The National Alliance to End Homelessness has called this year's HUD Continuum of Care funding process "the most competitive funding process since the CoC was first created." And while three local transitional programs did lose funding, the city still received $6.7 million from HUD to renew 25 other programs (mostly permanent supportive housing) and to create two new permanent housing programs. One of those is Catholic Charities of West Tennessee Genesis House, and the other is through Door of Hope.
But the new funds don't offer much solace to those trying to keep the doors open on the three programs that faced cuts. Barbara Tillery, the director of social services at the Salvation Army, said the $290,000 that HUD cut was Renewal Place's sole source of funding. Renewal Place can house up to 15 women and 30 children.

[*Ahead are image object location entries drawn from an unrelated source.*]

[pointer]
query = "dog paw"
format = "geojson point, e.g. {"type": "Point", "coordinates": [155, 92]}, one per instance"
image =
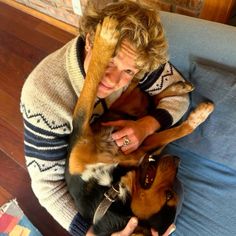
{"type": "Point", "coordinates": [200, 114]}
{"type": "Point", "coordinates": [182, 87]}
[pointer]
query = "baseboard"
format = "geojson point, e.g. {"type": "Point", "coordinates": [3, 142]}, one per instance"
{"type": "Point", "coordinates": [57, 23]}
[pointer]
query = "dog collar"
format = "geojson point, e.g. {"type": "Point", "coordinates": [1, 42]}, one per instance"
{"type": "Point", "coordinates": [110, 196]}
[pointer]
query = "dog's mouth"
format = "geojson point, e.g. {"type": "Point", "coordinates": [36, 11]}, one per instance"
{"type": "Point", "coordinates": [147, 170]}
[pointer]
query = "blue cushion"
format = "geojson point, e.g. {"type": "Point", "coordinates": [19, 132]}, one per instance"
{"type": "Point", "coordinates": [209, 196]}
{"type": "Point", "coordinates": [216, 138]}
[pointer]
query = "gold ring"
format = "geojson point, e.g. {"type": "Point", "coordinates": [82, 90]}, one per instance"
{"type": "Point", "coordinates": [126, 141]}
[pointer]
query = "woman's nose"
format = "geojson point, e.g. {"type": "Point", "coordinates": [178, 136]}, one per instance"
{"type": "Point", "coordinates": [114, 75]}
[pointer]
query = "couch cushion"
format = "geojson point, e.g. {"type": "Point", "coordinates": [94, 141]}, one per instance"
{"type": "Point", "coordinates": [209, 196]}
{"type": "Point", "coordinates": [216, 138]}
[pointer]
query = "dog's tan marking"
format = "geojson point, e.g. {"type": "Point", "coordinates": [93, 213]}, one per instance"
{"type": "Point", "coordinates": [146, 202]}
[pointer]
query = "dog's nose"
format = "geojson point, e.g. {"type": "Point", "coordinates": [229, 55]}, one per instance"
{"type": "Point", "coordinates": [177, 160]}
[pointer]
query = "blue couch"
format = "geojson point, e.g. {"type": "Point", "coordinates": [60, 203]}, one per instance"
{"type": "Point", "coordinates": [205, 53]}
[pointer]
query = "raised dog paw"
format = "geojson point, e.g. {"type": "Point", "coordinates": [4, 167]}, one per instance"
{"type": "Point", "coordinates": [200, 114]}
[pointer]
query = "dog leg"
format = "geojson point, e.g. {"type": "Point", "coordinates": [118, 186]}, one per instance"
{"type": "Point", "coordinates": [105, 41]}
{"type": "Point", "coordinates": [82, 147]}
{"type": "Point", "coordinates": [196, 117]}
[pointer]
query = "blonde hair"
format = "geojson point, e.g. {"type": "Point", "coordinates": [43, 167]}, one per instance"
{"type": "Point", "coordinates": [138, 24]}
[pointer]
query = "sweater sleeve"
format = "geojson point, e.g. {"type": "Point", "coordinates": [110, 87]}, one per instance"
{"type": "Point", "coordinates": [170, 109]}
{"type": "Point", "coordinates": [47, 101]}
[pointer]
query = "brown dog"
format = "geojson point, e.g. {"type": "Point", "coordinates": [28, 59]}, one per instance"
{"type": "Point", "coordinates": [109, 187]}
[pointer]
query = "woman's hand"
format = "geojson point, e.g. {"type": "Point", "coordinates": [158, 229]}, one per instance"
{"type": "Point", "coordinates": [132, 133]}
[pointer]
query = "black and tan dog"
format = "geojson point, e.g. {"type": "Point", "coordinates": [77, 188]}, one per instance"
{"type": "Point", "coordinates": [109, 187]}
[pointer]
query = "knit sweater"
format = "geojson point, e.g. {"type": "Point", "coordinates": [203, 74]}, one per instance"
{"type": "Point", "coordinates": [48, 98]}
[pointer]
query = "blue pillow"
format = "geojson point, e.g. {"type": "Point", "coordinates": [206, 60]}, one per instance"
{"type": "Point", "coordinates": [216, 138]}
{"type": "Point", "coordinates": [208, 158]}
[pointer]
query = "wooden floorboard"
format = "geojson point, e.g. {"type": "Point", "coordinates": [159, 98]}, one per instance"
{"type": "Point", "coordinates": [24, 42]}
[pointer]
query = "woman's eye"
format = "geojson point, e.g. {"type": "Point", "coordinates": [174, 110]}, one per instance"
{"type": "Point", "coordinates": [169, 195]}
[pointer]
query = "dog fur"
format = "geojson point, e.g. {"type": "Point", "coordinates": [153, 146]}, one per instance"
{"type": "Point", "coordinates": [95, 163]}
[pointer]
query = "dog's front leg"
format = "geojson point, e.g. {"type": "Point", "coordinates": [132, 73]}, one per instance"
{"type": "Point", "coordinates": [196, 117]}
{"type": "Point", "coordinates": [82, 146]}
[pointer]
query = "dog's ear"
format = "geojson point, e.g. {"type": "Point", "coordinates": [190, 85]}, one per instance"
{"type": "Point", "coordinates": [163, 219]}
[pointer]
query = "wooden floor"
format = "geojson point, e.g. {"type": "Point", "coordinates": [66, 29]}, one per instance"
{"type": "Point", "coordinates": [24, 41]}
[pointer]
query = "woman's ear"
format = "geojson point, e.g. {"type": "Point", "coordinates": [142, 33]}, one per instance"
{"type": "Point", "coordinates": [88, 45]}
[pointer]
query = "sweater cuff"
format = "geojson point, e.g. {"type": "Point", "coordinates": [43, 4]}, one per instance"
{"type": "Point", "coordinates": [78, 226]}
{"type": "Point", "coordinates": [163, 117]}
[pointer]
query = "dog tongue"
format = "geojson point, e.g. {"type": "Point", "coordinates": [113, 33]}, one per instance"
{"type": "Point", "coordinates": [148, 170]}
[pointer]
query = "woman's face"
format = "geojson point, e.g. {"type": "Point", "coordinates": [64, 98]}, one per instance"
{"type": "Point", "coordinates": [119, 72]}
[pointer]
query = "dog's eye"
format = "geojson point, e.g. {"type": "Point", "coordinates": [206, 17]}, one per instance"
{"type": "Point", "coordinates": [169, 195]}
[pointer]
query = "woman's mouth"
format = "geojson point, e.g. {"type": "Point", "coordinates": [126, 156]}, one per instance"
{"type": "Point", "coordinates": [105, 86]}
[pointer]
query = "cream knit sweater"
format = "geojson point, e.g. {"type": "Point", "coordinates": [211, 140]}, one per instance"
{"type": "Point", "coordinates": [47, 102]}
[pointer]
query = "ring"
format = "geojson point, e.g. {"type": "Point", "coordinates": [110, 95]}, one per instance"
{"type": "Point", "coordinates": [126, 141]}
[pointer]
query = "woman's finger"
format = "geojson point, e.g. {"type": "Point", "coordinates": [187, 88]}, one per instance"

"We lost all the funding, so we're going to have to find other ways to raise money. Closing the doors is just not an option for these families," Tillery said. "This is the only program in the city for women who are seeking treatment for drugs and alcohol that allows them to bring their children with them."
The YWCA Memphis Family Shelter houses 16 families — women and children — but they don't have to have substance abuse programs to qualify. YWCA Executive Director Jackie Williams said the $198,000 cut by HUD ran out at the end of April, and she's unsure what the agency will do.
"Our families are still in there, and we're not sure what to do. But it's a critical need, and we're asking for volunteers who want to come in and coordinate something with us," Williams said.
Albert Richardson, executive director of CAAP, couldn't be reached by press time.
Bradshaw said the Community Alliance will be working with the programs that were cut from HUD's budget to help them determine how to move forward.
"We're very sad to lose programs, but we're going to do all we can to try and help them keep those programs, whether that means changing them or reworking them," Bradshaw said.
And while she said she regrets the loss of funding for those programs, Bradshaw said the new funding for permanent supportive housing may fill in some of the gaps. Genesis House will add 65 new permanent units, and Door of Hope is adding 25 units, thanks to the HUD CoC funds.
Said Bradshaw: "We have these new units, and we should be able to house more people."